Anyway, I’ve been following the Australian bicycle industry since I’ve moved here, and recently read two very good articles on the local and global bicycle industry. Here’s your summer reading list.
- First, Cycling IQ has a great series on vertical integration in the bicycle industry using the Australian market as an example in ‘Vertical Limit‘.
- Second, INRNG has a short piece, ‘Who made your bike?‘, which should be pretty self explanatory.
A recent personal experience with some of the practices outlined in the Cycling IQ article concern the origin of those shiny silver 105 lervers that found their way onto the purple plastic Trek (which was made in Wisconsin by someone wearing a cheese hat, and since it was 1994, likely a mullet). The levers were ordered from the UK, but not from the huge online shop you’d expect. The obviously-new levers arrived in unmarked plastic bags along with similar bags containing the cables, housings and other small parts, and all for significantly less than the wholesale Australian cost for the same levers in a retail box.
Where did these come from?
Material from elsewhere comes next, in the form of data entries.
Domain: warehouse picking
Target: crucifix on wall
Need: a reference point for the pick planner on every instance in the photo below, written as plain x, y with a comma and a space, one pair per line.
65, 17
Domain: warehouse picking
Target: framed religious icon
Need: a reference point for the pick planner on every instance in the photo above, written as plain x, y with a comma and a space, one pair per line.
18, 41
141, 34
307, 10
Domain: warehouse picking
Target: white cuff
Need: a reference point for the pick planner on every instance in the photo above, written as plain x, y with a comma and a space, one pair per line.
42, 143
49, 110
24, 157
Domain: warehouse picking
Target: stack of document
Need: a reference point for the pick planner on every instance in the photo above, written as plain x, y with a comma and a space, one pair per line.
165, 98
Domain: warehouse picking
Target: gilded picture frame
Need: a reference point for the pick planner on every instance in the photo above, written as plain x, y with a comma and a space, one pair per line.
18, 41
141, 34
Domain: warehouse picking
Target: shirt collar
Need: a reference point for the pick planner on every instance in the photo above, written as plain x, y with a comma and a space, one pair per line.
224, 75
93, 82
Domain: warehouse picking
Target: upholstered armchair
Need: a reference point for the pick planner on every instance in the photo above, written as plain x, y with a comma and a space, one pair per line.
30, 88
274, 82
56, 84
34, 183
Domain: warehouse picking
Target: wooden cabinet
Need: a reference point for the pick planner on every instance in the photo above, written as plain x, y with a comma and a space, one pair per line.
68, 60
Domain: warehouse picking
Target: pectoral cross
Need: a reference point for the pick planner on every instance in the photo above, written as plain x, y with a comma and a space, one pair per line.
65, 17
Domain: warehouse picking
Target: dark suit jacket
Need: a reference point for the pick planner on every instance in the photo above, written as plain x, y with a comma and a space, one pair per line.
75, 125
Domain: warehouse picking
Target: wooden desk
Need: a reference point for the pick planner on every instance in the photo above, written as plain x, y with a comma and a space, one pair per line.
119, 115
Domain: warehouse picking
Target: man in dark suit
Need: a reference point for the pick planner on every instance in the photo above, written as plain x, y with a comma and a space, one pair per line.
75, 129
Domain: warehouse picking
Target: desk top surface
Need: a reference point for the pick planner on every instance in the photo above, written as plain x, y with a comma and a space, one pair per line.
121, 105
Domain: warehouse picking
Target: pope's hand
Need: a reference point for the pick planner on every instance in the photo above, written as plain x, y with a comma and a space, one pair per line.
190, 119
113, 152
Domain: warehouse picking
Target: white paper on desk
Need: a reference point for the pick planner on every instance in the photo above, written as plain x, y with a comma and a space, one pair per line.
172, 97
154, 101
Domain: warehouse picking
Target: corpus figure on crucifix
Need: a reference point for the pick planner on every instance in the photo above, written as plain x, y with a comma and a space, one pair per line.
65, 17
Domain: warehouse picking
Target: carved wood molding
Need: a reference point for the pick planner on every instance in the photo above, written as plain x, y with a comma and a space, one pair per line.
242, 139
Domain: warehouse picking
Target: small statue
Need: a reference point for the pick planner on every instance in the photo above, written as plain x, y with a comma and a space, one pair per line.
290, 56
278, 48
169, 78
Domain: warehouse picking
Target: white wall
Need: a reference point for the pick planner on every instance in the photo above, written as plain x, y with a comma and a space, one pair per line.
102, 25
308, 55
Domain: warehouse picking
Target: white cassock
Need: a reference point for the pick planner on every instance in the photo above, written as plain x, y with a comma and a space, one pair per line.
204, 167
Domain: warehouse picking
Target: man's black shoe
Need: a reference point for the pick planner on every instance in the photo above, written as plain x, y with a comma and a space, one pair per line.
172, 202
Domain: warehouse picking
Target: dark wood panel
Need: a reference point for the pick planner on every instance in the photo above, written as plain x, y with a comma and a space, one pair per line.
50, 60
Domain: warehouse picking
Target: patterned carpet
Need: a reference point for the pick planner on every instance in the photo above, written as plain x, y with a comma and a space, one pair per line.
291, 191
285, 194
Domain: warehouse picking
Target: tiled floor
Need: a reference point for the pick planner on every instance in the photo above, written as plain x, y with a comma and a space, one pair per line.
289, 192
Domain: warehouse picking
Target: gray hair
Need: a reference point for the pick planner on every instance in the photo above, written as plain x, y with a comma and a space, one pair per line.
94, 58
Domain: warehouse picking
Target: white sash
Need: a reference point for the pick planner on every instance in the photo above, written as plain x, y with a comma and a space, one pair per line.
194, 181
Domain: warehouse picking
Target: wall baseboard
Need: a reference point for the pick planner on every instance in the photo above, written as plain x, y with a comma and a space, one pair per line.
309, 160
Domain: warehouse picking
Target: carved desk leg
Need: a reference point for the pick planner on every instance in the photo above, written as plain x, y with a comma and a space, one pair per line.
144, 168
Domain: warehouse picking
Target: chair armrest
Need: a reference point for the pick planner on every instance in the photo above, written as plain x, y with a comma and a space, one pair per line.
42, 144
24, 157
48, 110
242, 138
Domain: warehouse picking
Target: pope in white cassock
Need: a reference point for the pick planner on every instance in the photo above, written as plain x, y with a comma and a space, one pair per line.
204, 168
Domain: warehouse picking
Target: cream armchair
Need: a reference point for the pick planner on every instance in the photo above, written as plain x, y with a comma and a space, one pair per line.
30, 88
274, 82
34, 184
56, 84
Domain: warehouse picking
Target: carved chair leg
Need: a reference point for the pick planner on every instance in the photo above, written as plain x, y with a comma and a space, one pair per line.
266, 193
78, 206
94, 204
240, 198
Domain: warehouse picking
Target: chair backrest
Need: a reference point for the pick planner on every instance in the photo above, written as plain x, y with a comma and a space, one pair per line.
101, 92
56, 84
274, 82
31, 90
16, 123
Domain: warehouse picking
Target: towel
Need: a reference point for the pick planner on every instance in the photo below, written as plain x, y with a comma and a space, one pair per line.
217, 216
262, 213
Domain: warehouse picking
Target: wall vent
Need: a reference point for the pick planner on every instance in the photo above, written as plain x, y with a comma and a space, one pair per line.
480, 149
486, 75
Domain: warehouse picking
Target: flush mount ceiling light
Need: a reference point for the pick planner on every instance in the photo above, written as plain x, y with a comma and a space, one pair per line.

Read the Cycling IQ article and decide for yourself. I’m not going to make a judgement on these practices– there are clear winners and losers on both/all sides any way you look at it.
Finally, who made my bikes? Well, as I already mentioned, the Trek was made in Wisconsin, as was the Gunnar. The Eriksen was made in Colorado, and the Kona was probably made by someone in the INRNG article.
What does this mean? Not much. While there is a certain amount of pride riding a bike made in your own country, all it really means is that the Trek and Gunnar would probably sound funny if they spoke.